In the process, we forget that our forebears compared themselves in the same way to their own predecessors. They also viewed their own culture as the pinnacle of history up to that point. Dictators such as Stalin, Hitler and Mao Zedong felt they were on the right side of history as well. So did scientists in the early 20th century who promoted the racist theory of eugenics and advocated the enforced sterilization of minorities, the poor and the disabled.

Tim Keller once observed that it’s tempting to look back at our parents and grandparents, and shake our heads at some of the things they thought and did. But when we do so, Keller warned, we need to keep in mind that our own children and grandchildren will also likely shake their heads when they look back at us.

There’s an old adage that says we can see everything clearly by the light of the sun, but if we try looking right at it, we’ll go blind. History is the same. We can study the past, appreciate its triumphs and learn from its mistakes. However, if we turn within ourselves and try to judge our own place in history, it’s inevitable that our perception will be distorted and our conclusions incorrect. Such judgments are best left to those who come after us.

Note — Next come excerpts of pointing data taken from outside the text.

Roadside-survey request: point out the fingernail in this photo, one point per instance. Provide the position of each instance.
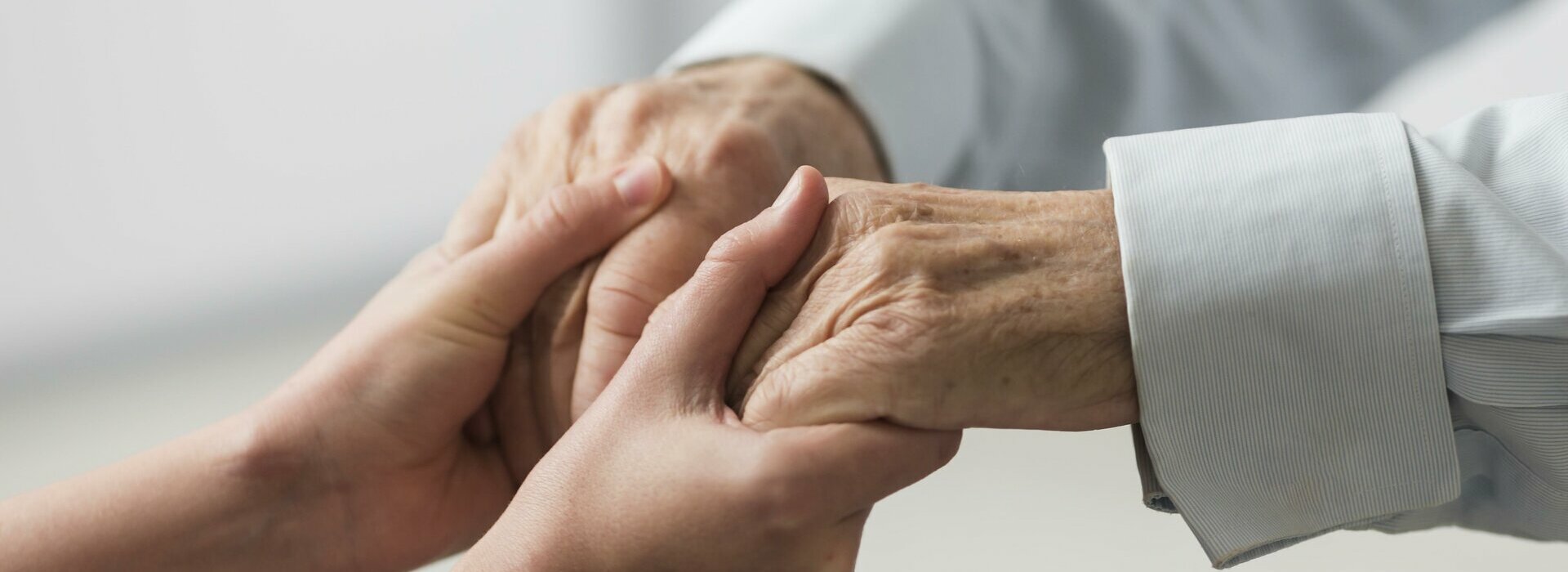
(639, 181)
(791, 190)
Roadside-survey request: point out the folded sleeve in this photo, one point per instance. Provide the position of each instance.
(1285, 326)
(1341, 324)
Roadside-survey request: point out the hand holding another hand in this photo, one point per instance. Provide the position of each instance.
(728, 132)
(661, 476)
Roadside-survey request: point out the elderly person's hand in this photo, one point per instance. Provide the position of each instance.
(661, 476)
(941, 307)
(729, 132)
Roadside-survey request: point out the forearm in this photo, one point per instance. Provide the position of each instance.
(209, 500)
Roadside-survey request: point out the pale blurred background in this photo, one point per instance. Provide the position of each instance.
(196, 194)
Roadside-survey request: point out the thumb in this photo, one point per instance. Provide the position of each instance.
(695, 334)
(492, 287)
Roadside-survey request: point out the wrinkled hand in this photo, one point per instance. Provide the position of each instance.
(938, 307)
(661, 476)
(368, 440)
(729, 133)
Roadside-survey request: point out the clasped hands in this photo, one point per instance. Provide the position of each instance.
(800, 361)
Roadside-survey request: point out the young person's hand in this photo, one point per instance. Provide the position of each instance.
(661, 476)
(729, 133)
(378, 455)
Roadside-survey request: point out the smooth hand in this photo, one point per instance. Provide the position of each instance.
(942, 309)
(661, 476)
(380, 433)
(729, 132)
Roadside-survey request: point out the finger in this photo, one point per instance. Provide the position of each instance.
(625, 293)
(712, 311)
(847, 467)
(480, 212)
(780, 322)
(492, 287)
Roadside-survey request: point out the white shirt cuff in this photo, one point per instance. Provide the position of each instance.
(1285, 328)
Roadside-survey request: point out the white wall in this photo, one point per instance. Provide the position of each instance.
(179, 170)
(194, 196)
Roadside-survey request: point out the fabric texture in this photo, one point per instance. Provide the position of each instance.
(1338, 324)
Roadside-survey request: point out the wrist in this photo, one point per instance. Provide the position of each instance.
(294, 495)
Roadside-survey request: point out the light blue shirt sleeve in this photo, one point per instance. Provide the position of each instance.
(1019, 95)
(1339, 324)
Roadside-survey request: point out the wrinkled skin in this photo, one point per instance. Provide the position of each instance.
(938, 307)
(729, 133)
(661, 476)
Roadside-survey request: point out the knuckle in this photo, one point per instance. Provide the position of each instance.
(559, 213)
(623, 302)
(739, 145)
(777, 493)
(733, 247)
(634, 104)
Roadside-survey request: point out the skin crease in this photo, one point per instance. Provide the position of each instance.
(661, 476)
(938, 307)
(729, 133)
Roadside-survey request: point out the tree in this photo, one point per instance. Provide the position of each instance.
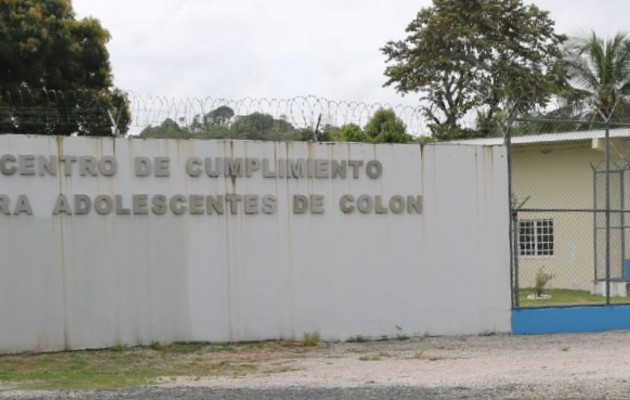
(350, 133)
(258, 126)
(168, 129)
(386, 127)
(55, 75)
(219, 117)
(598, 79)
(485, 56)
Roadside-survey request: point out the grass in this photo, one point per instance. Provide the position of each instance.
(121, 366)
(566, 297)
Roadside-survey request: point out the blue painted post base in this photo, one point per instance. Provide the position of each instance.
(540, 321)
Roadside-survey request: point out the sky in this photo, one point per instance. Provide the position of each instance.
(283, 48)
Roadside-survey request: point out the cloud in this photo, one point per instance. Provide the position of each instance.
(280, 48)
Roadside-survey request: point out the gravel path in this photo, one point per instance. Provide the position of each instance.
(587, 366)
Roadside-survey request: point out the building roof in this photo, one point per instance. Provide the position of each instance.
(563, 137)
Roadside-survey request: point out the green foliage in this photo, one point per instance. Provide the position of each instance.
(480, 55)
(257, 126)
(597, 86)
(350, 133)
(541, 280)
(56, 77)
(386, 127)
(168, 129)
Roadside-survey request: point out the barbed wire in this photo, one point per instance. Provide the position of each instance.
(299, 111)
(23, 107)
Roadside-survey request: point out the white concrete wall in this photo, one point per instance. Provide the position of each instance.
(89, 281)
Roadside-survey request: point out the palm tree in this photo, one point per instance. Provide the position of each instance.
(598, 79)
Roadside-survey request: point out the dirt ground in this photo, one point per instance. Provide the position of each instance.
(486, 361)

Then again, history really is a thing

The ancient Greeks believed history was governed by fate, personified as three sisters, Clotho, Lachesis and Atropos. Clotho spun the thread of our lives, Lachesis measured it out, and Atropos, whose name means “she who cannot be turned,” cut it. Even the gods were subject to the fates; nothing and no one could escape their destiny.

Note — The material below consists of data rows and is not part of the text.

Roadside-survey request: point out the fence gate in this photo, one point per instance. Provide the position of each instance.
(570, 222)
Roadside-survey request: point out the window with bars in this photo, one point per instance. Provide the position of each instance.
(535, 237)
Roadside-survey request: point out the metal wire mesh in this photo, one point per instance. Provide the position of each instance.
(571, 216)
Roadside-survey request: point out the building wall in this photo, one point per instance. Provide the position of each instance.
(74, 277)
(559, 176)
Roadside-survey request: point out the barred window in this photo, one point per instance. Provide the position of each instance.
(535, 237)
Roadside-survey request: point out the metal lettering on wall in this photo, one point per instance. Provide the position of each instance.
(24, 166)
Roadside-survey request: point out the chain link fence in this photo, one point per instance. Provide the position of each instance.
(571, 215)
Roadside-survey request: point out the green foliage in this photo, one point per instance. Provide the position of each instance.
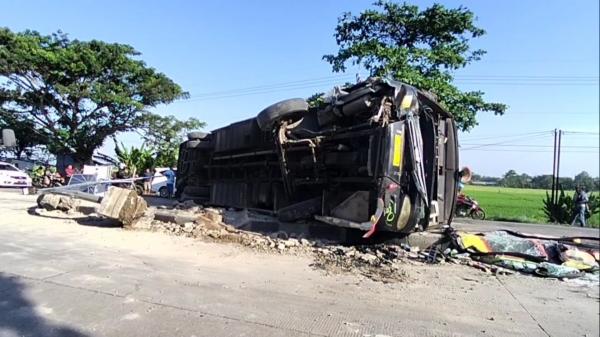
(422, 48)
(584, 179)
(164, 134)
(135, 159)
(564, 210)
(77, 93)
(515, 180)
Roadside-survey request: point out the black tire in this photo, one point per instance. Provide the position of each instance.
(192, 144)
(139, 189)
(478, 214)
(266, 118)
(195, 135)
(162, 192)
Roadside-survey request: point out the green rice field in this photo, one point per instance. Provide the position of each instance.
(514, 204)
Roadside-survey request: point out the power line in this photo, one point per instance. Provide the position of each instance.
(509, 141)
(527, 151)
(545, 146)
(543, 80)
(512, 135)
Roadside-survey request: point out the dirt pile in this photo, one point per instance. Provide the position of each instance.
(377, 262)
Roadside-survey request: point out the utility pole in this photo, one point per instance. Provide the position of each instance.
(553, 193)
(560, 132)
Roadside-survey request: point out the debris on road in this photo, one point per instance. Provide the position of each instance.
(497, 253)
(117, 203)
(562, 258)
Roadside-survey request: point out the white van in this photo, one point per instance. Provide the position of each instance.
(11, 176)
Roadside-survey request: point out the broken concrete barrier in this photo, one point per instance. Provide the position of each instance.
(123, 205)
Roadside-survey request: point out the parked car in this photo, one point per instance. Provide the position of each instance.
(159, 182)
(11, 176)
(379, 155)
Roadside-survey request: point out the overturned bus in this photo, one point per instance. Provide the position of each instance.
(379, 155)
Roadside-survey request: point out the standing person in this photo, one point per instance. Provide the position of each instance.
(170, 174)
(148, 181)
(69, 171)
(580, 205)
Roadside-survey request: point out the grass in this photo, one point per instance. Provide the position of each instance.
(514, 204)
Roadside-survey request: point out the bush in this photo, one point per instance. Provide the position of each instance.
(563, 211)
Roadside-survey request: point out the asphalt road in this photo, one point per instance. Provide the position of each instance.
(63, 278)
(543, 229)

Modern thinkers such as Marx and Hegel have refined this harsh determinism, portraying history as a dialectic river, winding its way toward a utopian promised land. It’s an idea that has captured the Western secular mind and continues to bear its fruit, for good or for ill, in the arena of public opinion.

But as a realistic explanation of history, it’s no more viable than the notion of three women working at a loom, weaving the thread of fate. History isn’t an impersonal force that aims at a goal and defines its own sense of right and wrong. Moreover, we’re not puppets bobbing along in its currents, trying to align ourselves with its most correct channel.

God designed us as volitional creatures who make real decisions with real consequences. At the same time, he so directs the entire course of events that all of those decisions and their consequences ultimately serve his purposes.

In its essence, history is the unfolding of God’s plans, from the creation of the world, to the fall of humanity, to the redemption Jesus accomplished on the cross, to the final restoration of all things in the new heaven and new earth.

And in the end, it’s only those who submit to God through faith in his Son who will find themselves on the right side of history.